By Jason Fordney
LOS ANGELES — Despite recent developments favoring more organized energy markets, Westerners still hold some “anxiety” and “hesitancy” about a new RTO in the region, says Doug Howe, chairman of the Western Energy Imbalance Market’s (EIM) Governing Body.
Howe, a doctor of mathematics, independent consultant, former utility executive and former New Mexico regulator, joined the body when it was established in 2016.
At an EIM meeting in Los Angeles last week, RTO Insider asked Howe how he sees the Western landscape taking shape, and what his concerns are about a possible new Western RTO.
“My sense is still that there is a lot of hesitancy towards a full RTO,” Howe said. “The idea of transmission allocation and a uniform transmission price across a region as big as the Western Interconnection gets a lot of people a little nervous, because we have widely varying transmission costs in the West.”
Several possible changes are stirring the West, including a joint proposal by Peak Reliability and PJM to create a new market and CAISO’s plan to extend its day-ahead market across the EIM. (See Peak Touts ‘Independent’ Western Market Plan and CAISO Plan Extends Day-Ahead Market to EIM.) There is also California legislation underway that could regionalize CAISO. (See Calif. Lawmakers Relaunch CAISO Regionalization.)
While the Peak/PJM market proposal only sets out to establish an energy market, and not a full RTO, Peak executives have described it as a “pathway” to an RTO.
“All of these initiatives are in some sense a pathway to an RTO,” Howe said. The question is how to deliver the benefits of an RTO, such as day-ahead, real-time and ancillary services markets, “without triggering all this anxiety,” he said.

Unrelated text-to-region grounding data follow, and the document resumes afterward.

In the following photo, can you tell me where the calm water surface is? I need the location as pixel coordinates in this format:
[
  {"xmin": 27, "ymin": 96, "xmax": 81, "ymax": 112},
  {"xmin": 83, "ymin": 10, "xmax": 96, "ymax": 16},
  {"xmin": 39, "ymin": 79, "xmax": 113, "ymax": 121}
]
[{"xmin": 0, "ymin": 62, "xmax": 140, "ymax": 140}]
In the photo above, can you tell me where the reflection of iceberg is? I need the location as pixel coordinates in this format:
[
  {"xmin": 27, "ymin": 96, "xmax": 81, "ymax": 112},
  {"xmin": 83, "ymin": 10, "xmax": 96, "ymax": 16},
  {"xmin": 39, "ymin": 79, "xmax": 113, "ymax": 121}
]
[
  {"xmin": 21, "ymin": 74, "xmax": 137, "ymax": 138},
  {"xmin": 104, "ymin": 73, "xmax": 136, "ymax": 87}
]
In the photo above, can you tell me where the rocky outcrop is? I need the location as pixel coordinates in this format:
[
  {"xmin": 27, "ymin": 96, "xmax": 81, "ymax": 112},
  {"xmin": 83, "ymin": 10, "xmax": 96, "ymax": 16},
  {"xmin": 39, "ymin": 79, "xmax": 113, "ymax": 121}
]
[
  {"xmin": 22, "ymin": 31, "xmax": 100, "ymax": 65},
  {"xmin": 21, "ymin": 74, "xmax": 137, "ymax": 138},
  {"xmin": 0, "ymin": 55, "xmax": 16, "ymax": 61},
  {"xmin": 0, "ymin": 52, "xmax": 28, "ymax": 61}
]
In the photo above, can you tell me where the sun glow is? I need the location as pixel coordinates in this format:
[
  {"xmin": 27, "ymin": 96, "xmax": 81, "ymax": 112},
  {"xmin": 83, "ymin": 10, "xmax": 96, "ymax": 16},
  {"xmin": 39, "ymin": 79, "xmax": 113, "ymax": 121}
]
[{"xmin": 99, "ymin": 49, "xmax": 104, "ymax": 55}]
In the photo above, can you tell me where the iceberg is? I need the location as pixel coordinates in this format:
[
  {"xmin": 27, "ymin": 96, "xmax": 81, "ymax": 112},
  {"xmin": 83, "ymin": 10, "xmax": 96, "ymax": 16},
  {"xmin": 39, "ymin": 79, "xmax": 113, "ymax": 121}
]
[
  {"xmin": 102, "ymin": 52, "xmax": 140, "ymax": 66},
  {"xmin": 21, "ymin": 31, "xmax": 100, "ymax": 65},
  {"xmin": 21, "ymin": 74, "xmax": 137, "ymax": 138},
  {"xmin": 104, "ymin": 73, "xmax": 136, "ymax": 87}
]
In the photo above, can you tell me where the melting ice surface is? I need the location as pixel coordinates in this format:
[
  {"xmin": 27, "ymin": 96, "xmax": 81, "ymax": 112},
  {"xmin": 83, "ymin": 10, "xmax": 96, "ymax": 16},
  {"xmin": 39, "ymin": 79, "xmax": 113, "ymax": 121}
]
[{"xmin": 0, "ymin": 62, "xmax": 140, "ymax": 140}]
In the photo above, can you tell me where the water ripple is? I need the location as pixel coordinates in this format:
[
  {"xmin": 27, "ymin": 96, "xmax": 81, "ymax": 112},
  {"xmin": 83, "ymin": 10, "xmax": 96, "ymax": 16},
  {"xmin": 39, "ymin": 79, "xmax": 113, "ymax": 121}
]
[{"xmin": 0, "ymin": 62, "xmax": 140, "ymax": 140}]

The best approach, according to Howe?
“Let’s get the energy markets established first and then we will see where stakeholders are comfortable going.”

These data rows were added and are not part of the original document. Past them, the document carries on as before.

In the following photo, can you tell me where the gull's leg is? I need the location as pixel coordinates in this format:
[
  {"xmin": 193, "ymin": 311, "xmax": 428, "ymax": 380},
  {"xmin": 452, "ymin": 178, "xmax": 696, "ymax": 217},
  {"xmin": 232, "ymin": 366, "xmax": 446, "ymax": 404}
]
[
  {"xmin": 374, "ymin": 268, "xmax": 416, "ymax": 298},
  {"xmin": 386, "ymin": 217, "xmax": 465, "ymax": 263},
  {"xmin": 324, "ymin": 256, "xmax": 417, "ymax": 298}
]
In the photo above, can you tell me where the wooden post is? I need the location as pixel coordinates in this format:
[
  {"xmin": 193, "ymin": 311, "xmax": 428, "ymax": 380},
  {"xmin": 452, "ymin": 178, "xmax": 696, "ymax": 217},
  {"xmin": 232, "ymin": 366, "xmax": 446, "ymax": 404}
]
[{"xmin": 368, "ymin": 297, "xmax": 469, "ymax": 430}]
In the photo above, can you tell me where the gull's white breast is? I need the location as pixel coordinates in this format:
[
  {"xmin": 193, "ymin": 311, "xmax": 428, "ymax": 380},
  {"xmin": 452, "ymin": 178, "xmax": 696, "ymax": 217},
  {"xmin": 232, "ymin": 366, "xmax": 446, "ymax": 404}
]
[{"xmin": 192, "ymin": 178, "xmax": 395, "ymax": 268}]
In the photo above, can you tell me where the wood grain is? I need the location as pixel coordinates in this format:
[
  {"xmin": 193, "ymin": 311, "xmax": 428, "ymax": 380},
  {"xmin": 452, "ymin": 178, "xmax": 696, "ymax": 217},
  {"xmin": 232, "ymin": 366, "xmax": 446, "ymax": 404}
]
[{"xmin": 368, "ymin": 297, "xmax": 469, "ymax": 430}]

Howe said industry participants have several choices to examine now and will be analyzing the costs and benefits of each one, “and whether it has sufficient bells and whistles — is it the right market to be in?”
One concern is “the absence of a real exit strategy” if a market participant joins an RTO, he said.

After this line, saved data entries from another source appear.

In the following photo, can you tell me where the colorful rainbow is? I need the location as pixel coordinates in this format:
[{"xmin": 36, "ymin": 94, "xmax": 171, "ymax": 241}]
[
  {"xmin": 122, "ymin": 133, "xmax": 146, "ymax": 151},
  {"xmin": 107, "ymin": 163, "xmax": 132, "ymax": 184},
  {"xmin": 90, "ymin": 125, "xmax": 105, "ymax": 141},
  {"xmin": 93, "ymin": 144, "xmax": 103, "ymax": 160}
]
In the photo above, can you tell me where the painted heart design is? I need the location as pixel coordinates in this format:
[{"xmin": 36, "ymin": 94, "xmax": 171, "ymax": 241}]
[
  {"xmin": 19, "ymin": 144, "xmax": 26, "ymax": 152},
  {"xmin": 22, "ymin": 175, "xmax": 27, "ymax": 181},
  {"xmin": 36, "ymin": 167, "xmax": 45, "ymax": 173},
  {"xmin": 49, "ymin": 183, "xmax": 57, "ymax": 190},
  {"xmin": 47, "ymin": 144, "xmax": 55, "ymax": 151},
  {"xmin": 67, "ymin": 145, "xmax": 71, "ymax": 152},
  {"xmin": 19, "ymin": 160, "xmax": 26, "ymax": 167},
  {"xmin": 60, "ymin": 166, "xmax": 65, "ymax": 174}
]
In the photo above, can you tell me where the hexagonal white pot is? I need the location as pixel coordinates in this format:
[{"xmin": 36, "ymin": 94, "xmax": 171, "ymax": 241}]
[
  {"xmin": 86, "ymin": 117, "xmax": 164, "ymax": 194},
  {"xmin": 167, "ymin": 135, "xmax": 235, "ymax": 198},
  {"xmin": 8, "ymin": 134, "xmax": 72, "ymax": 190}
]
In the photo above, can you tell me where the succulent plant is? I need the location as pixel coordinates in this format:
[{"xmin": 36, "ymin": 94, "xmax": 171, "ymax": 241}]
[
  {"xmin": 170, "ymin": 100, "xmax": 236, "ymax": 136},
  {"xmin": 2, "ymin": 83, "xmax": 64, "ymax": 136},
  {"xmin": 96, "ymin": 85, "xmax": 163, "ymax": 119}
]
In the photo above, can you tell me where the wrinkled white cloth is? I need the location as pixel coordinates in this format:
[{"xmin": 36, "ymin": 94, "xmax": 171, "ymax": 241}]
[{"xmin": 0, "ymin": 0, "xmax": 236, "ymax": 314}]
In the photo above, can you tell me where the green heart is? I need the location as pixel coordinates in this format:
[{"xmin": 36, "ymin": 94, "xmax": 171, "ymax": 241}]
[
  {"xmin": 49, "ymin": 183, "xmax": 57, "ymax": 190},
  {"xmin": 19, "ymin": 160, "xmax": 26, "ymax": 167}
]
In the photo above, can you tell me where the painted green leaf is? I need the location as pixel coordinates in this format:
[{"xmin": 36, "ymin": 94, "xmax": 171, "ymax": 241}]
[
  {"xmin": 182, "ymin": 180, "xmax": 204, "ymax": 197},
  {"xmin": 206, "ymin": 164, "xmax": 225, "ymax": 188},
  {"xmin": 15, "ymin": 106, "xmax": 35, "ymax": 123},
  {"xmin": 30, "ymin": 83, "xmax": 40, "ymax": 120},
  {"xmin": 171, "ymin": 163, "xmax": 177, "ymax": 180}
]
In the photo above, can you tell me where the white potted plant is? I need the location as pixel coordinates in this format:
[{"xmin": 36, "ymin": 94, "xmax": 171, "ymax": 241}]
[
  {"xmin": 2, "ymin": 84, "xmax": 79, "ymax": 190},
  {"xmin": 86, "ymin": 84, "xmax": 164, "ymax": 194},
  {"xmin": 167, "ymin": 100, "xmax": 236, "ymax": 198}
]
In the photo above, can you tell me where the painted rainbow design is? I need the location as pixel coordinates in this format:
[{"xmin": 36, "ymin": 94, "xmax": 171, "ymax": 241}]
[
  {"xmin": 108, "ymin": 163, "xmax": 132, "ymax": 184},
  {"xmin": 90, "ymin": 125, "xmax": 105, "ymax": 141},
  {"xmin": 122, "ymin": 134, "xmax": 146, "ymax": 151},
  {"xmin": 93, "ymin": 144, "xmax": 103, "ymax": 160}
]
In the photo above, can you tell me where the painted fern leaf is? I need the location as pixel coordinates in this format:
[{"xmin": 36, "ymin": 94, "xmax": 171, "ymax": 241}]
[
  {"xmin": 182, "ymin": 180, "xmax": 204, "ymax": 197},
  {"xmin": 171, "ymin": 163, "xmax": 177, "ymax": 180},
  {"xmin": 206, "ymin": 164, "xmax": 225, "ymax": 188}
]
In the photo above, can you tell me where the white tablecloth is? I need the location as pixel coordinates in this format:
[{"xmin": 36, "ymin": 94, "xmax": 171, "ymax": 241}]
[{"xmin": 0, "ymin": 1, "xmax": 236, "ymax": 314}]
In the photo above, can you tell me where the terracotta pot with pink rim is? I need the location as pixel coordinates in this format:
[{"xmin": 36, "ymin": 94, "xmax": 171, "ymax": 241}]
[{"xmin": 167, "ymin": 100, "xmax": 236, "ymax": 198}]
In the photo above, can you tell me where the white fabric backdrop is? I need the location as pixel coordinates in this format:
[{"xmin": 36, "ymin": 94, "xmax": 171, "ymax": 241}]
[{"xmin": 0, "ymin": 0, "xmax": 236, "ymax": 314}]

“If you find it’s not working out for you, getting out is extraordinarily expensive,” Howe said. While CAISO is seeking to extend the day-ahead market across the EIM, an RTO “is not what we are proposing at this point.” The trade-off is that participants don’t get the full benefits of an RTO either, he said.
When asked about whether there is unease about a balkanized and noncontiguous market taking shape, Howe said, “I don’t think there is a lot of concern about that.” The Eastern U.S. is balkanized to some degree and “it’s a spider web of transmission,” he said. In the West, transmission lines run north and south and east and west from the coast inland.
“They have worked that out in the East, but there is some concern that the West is not the same as the East, and that is going to be part of the working-out process,” Howe said. “There might be a little more concern about the reliability coordinator becoming balkanized, because they are the ones that have a high-level view of the entire grid.”